予想をはるかに上回るレヴェルの高さにかなりびっくらこいた。グロテスクだけど、どこか煌めく絵画の断片を次々と見せられるような感じで、文章自体はなんとなく埴谷雄高に近いものを感じた。ストーリーは一応あるんだけど、その破滅的なイメージの連続がとにかく凄まじく(グリューネヴァルトの聖アントニウスの誘惑がずっと思い浮かんでた)、って俺の読書の好みが偏りすぎていつもこんなことを言っている気がしてきたんだけど、デビューが大学生だったってのも含めて、日本文学史の一事件として語り継がれるべき人でないかと思った。一部の読者向けの本かもしれないけど、それでは日本の遺産としてもったいない。これを原語で読める身分の自分の環境を感謝したい、と思うほど(少々大袈裟)。

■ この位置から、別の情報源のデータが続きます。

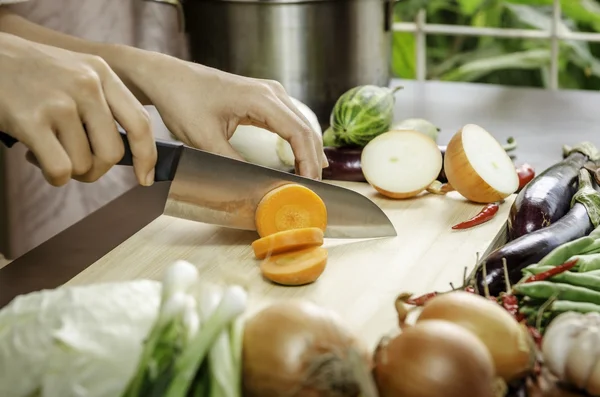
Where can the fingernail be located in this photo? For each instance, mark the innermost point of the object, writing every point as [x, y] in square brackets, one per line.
[150, 178]
[325, 161]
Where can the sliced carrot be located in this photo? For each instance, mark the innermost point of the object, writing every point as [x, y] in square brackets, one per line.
[287, 240]
[290, 206]
[296, 267]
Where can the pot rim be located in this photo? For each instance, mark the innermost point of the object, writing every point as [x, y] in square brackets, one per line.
[269, 2]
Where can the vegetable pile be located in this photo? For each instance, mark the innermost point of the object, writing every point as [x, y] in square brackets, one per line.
[545, 278]
[179, 337]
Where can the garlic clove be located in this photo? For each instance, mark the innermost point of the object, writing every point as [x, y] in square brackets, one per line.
[557, 341]
[582, 357]
[566, 317]
[593, 382]
[592, 319]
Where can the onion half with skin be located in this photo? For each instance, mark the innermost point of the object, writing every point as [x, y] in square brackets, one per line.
[478, 167]
[297, 348]
[511, 346]
[433, 359]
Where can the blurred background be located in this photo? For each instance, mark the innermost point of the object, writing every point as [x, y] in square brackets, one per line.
[317, 49]
[514, 61]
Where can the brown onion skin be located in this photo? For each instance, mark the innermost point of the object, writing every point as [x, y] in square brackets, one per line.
[296, 348]
[434, 359]
[513, 356]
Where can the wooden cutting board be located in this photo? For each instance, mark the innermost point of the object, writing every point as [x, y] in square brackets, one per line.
[362, 278]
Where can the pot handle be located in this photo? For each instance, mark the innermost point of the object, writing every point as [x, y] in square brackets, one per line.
[177, 4]
[388, 14]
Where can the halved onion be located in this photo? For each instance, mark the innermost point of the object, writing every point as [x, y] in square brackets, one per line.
[478, 167]
[401, 164]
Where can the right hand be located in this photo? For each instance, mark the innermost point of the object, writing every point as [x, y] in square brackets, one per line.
[63, 106]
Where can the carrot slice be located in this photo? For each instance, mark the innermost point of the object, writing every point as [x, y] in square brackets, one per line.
[290, 206]
[287, 240]
[296, 267]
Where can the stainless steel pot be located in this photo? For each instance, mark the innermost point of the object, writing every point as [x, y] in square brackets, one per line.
[317, 49]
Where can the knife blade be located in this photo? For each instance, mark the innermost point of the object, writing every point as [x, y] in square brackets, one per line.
[219, 190]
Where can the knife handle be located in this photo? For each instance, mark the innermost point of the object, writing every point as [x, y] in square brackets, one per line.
[166, 164]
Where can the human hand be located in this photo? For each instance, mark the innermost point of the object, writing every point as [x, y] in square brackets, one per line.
[203, 106]
[63, 105]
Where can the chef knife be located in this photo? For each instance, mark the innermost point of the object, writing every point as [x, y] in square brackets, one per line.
[219, 190]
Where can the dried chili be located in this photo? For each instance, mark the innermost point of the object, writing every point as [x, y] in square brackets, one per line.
[552, 272]
[526, 173]
[536, 335]
[421, 300]
[511, 304]
[487, 213]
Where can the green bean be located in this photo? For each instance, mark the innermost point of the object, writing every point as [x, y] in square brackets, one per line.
[561, 306]
[562, 253]
[529, 271]
[587, 263]
[595, 234]
[548, 289]
[593, 248]
[578, 279]
[528, 310]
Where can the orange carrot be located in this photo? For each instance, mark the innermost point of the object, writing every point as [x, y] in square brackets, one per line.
[290, 206]
[287, 240]
[296, 267]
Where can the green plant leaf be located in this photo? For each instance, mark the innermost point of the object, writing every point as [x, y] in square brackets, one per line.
[586, 11]
[403, 55]
[531, 59]
[464, 57]
[469, 7]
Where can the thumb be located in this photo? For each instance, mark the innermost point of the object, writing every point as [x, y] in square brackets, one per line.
[215, 143]
[224, 148]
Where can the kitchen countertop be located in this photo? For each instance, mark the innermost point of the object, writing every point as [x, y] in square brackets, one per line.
[541, 121]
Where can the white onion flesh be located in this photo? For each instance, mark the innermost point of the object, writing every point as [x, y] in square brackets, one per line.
[478, 167]
[401, 164]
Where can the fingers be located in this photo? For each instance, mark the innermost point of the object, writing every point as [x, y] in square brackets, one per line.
[221, 147]
[50, 156]
[316, 137]
[72, 137]
[134, 119]
[281, 119]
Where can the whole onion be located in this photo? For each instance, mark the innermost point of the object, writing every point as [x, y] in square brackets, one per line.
[434, 359]
[509, 343]
[297, 348]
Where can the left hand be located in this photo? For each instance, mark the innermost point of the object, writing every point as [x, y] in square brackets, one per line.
[203, 106]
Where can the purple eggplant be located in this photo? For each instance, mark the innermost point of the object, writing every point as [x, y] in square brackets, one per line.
[344, 164]
[532, 247]
[547, 198]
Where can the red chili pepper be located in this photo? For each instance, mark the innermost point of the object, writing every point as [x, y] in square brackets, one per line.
[526, 173]
[511, 304]
[487, 213]
[421, 300]
[552, 272]
[537, 337]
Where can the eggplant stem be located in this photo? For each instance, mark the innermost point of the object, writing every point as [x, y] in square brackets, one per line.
[485, 284]
[401, 310]
[506, 279]
[511, 144]
[543, 308]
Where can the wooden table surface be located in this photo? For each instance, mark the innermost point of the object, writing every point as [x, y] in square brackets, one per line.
[541, 121]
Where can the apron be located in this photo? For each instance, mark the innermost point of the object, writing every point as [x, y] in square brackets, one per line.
[31, 210]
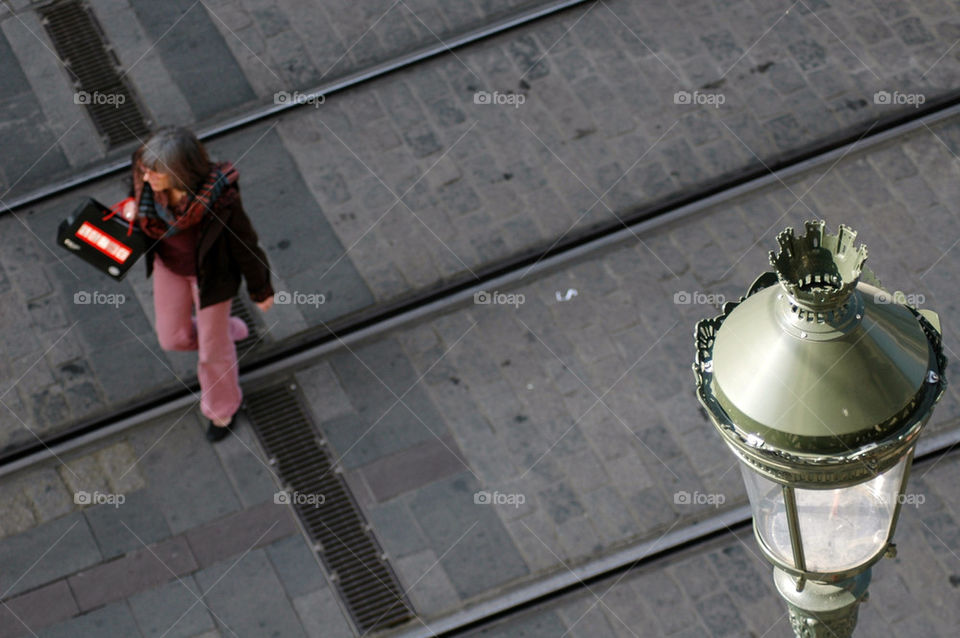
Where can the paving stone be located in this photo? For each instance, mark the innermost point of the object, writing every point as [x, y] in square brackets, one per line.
[473, 558]
[247, 597]
[240, 532]
[720, 615]
[413, 468]
[110, 621]
[34, 610]
[296, 566]
[121, 467]
[182, 474]
[190, 64]
[174, 609]
[135, 572]
[48, 495]
[18, 512]
[427, 584]
[321, 616]
[128, 526]
[662, 595]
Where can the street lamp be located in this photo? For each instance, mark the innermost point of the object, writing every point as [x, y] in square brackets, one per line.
[820, 385]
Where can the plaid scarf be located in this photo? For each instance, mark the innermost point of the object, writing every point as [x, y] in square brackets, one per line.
[158, 220]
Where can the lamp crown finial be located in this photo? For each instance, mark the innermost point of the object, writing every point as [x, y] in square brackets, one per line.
[818, 271]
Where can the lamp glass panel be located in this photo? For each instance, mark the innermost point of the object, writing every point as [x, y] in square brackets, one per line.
[841, 528]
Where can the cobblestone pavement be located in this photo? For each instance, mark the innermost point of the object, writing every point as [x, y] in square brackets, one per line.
[407, 182]
[168, 52]
[726, 589]
[159, 534]
[549, 423]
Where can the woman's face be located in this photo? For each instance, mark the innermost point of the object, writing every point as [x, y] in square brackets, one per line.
[158, 181]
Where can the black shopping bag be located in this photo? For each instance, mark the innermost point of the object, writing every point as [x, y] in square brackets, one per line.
[102, 237]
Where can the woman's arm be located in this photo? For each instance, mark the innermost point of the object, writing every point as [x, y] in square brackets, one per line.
[246, 251]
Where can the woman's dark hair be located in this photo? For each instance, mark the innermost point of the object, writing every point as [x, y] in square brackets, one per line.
[176, 151]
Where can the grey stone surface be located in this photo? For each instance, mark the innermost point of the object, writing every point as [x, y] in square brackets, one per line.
[247, 598]
[127, 527]
[240, 532]
[145, 568]
[75, 133]
[321, 616]
[45, 553]
[296, 566]
[182, 474]
[173, 609]
[414, 467]
[193, 52]
[111, 621]
[27, 613]
[392, 414]
[477, 552]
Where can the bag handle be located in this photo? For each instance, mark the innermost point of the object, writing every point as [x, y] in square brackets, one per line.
[118, 208]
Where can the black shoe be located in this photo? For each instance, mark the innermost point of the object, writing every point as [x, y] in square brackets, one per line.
[219, 432]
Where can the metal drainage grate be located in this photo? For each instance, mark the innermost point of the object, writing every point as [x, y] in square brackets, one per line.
[98, 82]
[240, 309]
[342, 537]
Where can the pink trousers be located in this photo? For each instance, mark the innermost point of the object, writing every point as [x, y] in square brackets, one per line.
[174, 298]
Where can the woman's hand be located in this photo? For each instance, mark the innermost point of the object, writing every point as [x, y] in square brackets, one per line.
[129, 209]
[266, 304]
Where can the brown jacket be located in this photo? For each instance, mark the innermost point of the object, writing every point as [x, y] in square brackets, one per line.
[228, 248]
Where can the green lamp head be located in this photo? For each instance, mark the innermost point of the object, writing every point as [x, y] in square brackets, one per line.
[815, 378]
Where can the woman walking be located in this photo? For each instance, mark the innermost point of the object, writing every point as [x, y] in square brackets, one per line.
[204, 243]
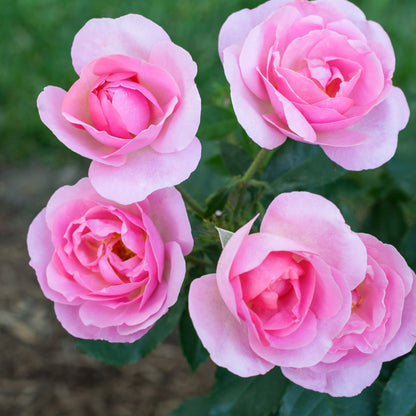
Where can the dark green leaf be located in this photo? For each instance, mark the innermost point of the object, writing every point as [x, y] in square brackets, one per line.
[399, 395]
[236, 159]
[287, 157]
[216, 201]
[299, 166]
[386, 222]
[192, 348]
[408, 247]
[197, 406]
[125, 353]
[216, 122]
[301, 402]
[253, 396]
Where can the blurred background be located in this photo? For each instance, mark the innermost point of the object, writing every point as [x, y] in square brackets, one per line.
[41, 371]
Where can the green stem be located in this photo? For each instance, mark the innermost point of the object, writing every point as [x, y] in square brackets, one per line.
[250, 172]
[191, 202]
[255, 165]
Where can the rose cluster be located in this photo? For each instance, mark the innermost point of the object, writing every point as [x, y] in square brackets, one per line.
[109, 251]
[305, 292]
[308, 294]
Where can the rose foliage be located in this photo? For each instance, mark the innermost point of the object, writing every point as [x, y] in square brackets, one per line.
[302, 314]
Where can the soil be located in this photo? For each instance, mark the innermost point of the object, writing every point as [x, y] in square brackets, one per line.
[42, 373]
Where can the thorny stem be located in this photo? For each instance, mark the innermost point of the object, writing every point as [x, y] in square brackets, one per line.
[191, 202]
[255, 165]
[250, 172]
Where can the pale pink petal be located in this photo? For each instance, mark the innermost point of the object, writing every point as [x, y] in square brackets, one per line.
[41, 251]
[179, 129]
[382, 125]
[78, 140]
[168, 213]
[144, 172]
[317, 223]
[349, 10]
[131, 35]
[256, 247]
[257, 46]
[82, 191]
[387, 255]
[248, 108]
[295, 120]
[346, 382]
[307, 353]
[221, 334]
[68, 316]
[405, 338]
[174, 272]
[225, 263]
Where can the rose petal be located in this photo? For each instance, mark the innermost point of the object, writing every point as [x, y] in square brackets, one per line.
[78, 140]
[143, 173]
[168, 213]
[381, 125]
[316, 223]
[130, 35]
[221, 334]
[248, 108]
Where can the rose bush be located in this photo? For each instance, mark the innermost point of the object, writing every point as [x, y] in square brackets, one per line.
[307, 294]
[134, 111]
[112, 271]
[381, 327]
[317, 72]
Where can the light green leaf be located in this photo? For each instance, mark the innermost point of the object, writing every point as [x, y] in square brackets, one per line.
[399, 395]
[225, 235]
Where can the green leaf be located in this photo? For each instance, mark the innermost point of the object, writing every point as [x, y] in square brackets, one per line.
[192, 348]
[399, 398]
[236, 159]
[216, 201]
[298, 401]
[197, 406]
[300, 166]
[225, 235]
[253, 396]
[125, 353]
[386, 222]
[216, 122]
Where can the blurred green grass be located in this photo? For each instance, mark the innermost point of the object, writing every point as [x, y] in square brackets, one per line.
[37, 36]
[35, 52]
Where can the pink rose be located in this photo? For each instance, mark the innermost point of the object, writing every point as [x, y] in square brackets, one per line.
[318, 72]
[111, 270]
[134, 111]
[307, 294]
[280, 296]
[382, 326]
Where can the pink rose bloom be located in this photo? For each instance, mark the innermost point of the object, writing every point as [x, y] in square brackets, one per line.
[111, 270]
[382, 326]
[318, 72]
[280, 296]
[134, 111]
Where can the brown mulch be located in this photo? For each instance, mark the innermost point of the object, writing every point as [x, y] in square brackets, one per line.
[42, 373]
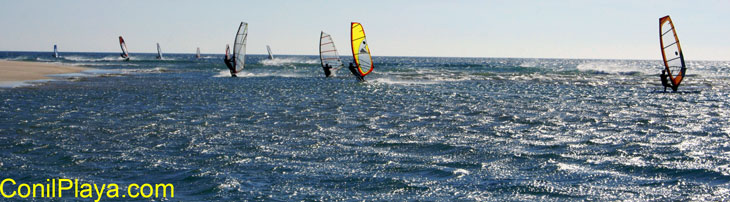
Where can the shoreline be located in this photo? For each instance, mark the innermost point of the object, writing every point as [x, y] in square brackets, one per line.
[19, 73]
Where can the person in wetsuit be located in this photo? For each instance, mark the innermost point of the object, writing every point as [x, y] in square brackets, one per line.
[229, 63]
[665, 81]
[327, 72]
[354, 72]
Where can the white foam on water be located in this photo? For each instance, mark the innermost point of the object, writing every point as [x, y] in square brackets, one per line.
[398, 81]
[90, 59]
[286, 61]
[615, 68]
[17, 84]
[244, 74]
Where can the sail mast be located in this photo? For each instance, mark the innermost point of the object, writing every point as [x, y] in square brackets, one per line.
[239, 47]
[360, 49]
[672, 55]
[159, 51]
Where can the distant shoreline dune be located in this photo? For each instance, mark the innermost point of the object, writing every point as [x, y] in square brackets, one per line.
[16, 71]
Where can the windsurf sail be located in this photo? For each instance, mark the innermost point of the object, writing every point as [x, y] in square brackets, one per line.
[271, 56]
[239, 47]
[671, 51]
[360, 49]
[328, 52]
[55, 51]
[228, 50]
[124, 54]
[159, 51]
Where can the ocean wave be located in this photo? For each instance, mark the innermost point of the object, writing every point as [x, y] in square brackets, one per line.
[286, 61]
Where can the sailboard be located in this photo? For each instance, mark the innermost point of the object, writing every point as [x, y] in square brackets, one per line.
[671, 52]
[239, 47]
[271, 56]
[55, 51]
[328, 55]
[124, 54]
[159, 52]
[360, 50]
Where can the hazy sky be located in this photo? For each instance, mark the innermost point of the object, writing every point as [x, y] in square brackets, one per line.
[615, 29]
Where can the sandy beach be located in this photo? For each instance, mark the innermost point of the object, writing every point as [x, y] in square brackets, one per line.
[14, 71]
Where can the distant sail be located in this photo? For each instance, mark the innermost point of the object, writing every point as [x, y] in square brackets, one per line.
[360, 49]
[671, 51]
[328, 52]
[159, 51]
[55, 51]
[271, 56]
[228, 50]
[239, 47]
[124, 54]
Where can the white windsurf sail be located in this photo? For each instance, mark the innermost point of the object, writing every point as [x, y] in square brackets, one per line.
[55, 51]
[159, 51]
[671, 51]
[122, 44]
[239, 47]
[328, 52]
[271, 56]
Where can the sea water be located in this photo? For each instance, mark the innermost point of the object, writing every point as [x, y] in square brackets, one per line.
[419, 128]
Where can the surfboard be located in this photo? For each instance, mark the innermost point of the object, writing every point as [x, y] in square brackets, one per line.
[328, 52]
[122, 44]
[159, 52]
[239, 47]
[360, 49]
[271, 56]
[672, 55]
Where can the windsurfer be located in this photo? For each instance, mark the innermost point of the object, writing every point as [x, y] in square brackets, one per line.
[327, 71]
[354, 72]
[229, 63]
[665, 81]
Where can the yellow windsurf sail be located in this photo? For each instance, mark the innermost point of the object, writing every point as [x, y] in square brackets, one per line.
[360, 50]
[671, 51]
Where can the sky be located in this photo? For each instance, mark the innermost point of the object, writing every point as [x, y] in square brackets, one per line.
[616, 29]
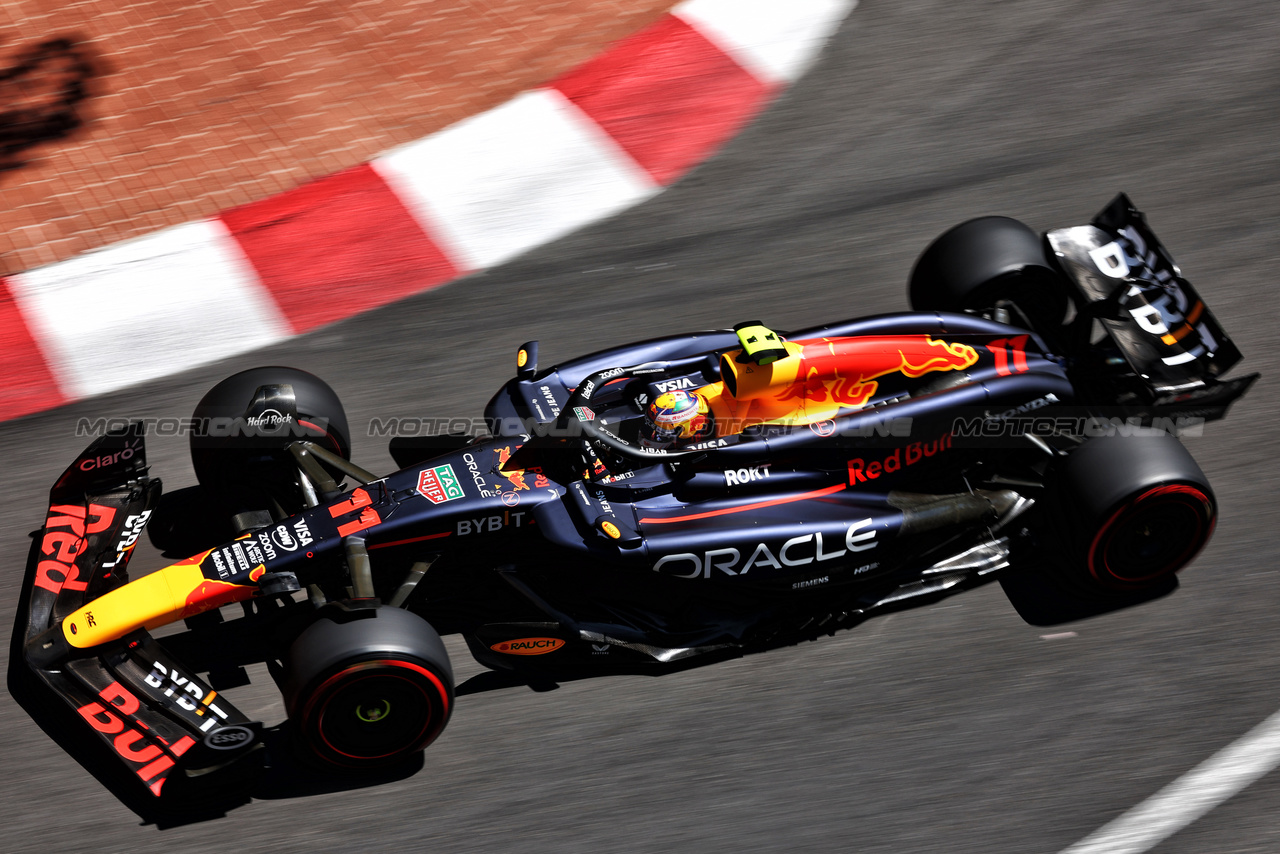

んで、これはいくら高かろうが買うべきだと思い、後ろ髪引かれながら本を閉じ、amazonで購入しようと思うも、9,240円となるとやっぱ高くて躊躇して、カートに入れられず。エフェクター壊れたから買わなきゃいけないし、先月いっぱい買い物したカードの引き落としがあるし、図書館行けばただで読める本に9,420円。うーん。他の作品も流し読みしたんだけど、「夢の住む街」以上のインパクトはなさそうだったし・・・。と、ここ数日煩悶しております。CDも3,000円を超えると躊躇してしまうように、本は5,000円を超えると、金銭感覚のリミッターが作動。ちなみにエフェクターは30,000円くらいでリミッター作動。お金はそんなに好きではないのだけど、お金のことで何かを心配しなければいけないことが嫌だ。TOTOの次節を当てて買ってみせる。シュルツ先生、俺に神のお恵みを。もし、誰か買っていらなくなったら売ってくれ。